HAYATTAN BEKLENTİMİZ
Derginin dosya konusu bereket, fakat dergiyi hazırlarken zihnimin bir köşesinde hep bu cümle vardı: hayattan beklentim ne?
Doğru soruyu sormak ve doğru cevabı vermek istikamet ve selametin, mutlu yaşamanın formülünü de beraberinde getirir çoğu zaman. Hatta sadece fertlerde değil, toplumlarda ve devletlerde de böyledir. Onun içindir ki Yavuz Sultan Selim Han Mısır’ı fethedip adına hutbe okunurken söylenen “Hâkim-i Haremeyn-i Şerîfeynin” ifadesine itiraz etmiş ve “Hadim-i Haremeyn-i Şerîfeynin” diye düzeltmiştir.
Hâkim ile hadim arasındaki mana farkı Osmanlı Sultanlarının yüzyıllarca i’la-yı kelimetullah davasında öncülük etmelerinin sırrını koymuştur ortaya.

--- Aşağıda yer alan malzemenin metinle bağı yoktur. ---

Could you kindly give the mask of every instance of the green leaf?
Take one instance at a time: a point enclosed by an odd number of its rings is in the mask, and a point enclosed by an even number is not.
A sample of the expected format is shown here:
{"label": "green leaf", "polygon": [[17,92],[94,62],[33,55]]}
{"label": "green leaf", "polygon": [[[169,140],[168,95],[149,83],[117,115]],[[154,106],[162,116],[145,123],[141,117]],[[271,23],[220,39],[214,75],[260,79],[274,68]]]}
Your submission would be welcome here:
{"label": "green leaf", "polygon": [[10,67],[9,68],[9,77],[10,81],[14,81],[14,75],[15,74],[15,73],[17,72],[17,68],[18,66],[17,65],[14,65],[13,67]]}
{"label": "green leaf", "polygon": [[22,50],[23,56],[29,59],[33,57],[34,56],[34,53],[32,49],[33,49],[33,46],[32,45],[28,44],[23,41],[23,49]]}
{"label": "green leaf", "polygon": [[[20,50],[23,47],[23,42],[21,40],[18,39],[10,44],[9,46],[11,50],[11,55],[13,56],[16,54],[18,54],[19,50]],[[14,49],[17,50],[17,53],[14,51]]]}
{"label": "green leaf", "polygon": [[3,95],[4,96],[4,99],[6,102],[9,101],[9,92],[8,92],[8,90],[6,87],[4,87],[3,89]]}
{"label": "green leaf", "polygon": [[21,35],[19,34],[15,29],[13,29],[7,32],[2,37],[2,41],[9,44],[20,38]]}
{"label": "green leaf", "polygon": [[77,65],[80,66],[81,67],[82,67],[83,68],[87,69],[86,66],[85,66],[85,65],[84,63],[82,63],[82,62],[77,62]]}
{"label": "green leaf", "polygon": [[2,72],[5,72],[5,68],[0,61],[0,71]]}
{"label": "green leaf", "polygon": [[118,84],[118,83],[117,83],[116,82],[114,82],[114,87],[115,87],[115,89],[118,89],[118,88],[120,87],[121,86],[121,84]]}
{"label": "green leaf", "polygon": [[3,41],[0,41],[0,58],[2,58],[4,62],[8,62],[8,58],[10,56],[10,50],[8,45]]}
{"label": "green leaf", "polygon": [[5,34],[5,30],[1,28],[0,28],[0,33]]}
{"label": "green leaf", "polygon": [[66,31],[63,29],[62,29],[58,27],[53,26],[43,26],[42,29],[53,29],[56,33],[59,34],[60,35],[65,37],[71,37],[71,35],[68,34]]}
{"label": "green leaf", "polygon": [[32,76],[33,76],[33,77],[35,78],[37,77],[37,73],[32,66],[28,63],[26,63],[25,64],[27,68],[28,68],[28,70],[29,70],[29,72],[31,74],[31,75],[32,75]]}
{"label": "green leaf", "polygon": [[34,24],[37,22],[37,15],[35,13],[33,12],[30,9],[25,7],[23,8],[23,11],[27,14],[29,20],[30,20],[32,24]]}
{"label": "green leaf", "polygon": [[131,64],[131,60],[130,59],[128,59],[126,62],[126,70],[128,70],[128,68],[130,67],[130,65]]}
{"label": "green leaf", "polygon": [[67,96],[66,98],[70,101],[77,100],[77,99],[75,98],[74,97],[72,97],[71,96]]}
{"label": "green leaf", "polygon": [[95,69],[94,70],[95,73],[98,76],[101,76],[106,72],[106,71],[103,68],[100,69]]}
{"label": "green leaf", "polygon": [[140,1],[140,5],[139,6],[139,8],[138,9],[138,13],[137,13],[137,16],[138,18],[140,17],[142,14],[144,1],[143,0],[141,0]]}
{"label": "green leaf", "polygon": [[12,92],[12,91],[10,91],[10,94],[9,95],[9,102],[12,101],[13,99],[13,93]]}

İşte, dergide işlediğimiz bereket meselesi de buna kapı aralamak ve beklentinin rıza-yı İlahi ve bereket odaklı olması gereğinin altını çizmekti. Yani çok kazanmak, bunun için her şeyimizi feda eder derecede hırsa kapılmak değil de kadere rıza, verilene kanaat ama elimizden gelen en son gayreti -bizim vazifemiz olmak cihetiyle- ortaya koymak olduğunu tekrar hatırlamak, hatırlatmaktı.
Belki örfen ama bereket kelimesi hayatımızın çoğu yerinde yer bulmuştur kendisine. Mesela çalışan birisine “bereketli olsun” denir bizde. Şimdiki gibi “kolay gelsin” denmez. Bereketli olursa kolay da gelir, güzel de gelir, bol da gelir. Çünkü bereket demek, Rahmet hazinesine bağlanmak, oradan istifade etmek demektir.
Allah birisine bir muvaffakıyet verse, bir evladı olsa, evlense, bir yere atansa onu tebrik ederiz. Muvaffakıyetin arkasındaki tevfike işaret eder, ondan kopmamasını tavsiye etmiş oluruz. Zira biliriz ki gayret bizden, tevfik Allah’tandır.
Bazen de teberrüken bir meclise uğrar, bir yemeğin ucundan tadarız. Davet edildiğimiz hayırlı şeyin daisine bereket duasıdır bu da. Aynı zamanda ona bir saygı/hürmet göstergesidir. Boşa çıkarmayız davetini. Kırmayız onu. Yok saymayız.
Hemen yakınımızda olan ve şerait-i hayatiyemizde yer tutan hayvanlar ve toprak ve mahsulatı da mübarektir mesela bizler için. Bereketlidirler. Rahmet hazinesinden hayatımıza son derece faydalı muhtelif gıdaları dünyamıza taşırlar. İnek, koyun, keçi süt getirirken, tavuk yumurta, arı bal ve hakeza…
Ya mübarek toprak.
Öyle bir dekoderdir ki hangi tohum varsa içindeki rahmet çınarlarını açığa çıkarır. Türlü meyve ve sebze bizlere hem gıda hem de ilaç olur.
Demem o ki etrafımızda şükre layık ama bizim atladığımız, çok’u isterken arada unuttuğumuz müteaddid ve muhtelif bereketler var. Onun için çok’a değil, berekete odaklanmalıyız. Biz yaratamayacağımız için sonuca değil, süreçte üzerimize düşenleri yapmaya dikkat kesilmeliyiz. Arzu ettiğimize değil, kaderin takdir ettiğine rızayla hareket etmeliyiz ki mutlu mesut bir hayat ve sonrasında da ebedi güzelliklerle buluşabilelim.
Beklentimiz her şey değil, her şeyin sahibine hakiki kul olabilmek!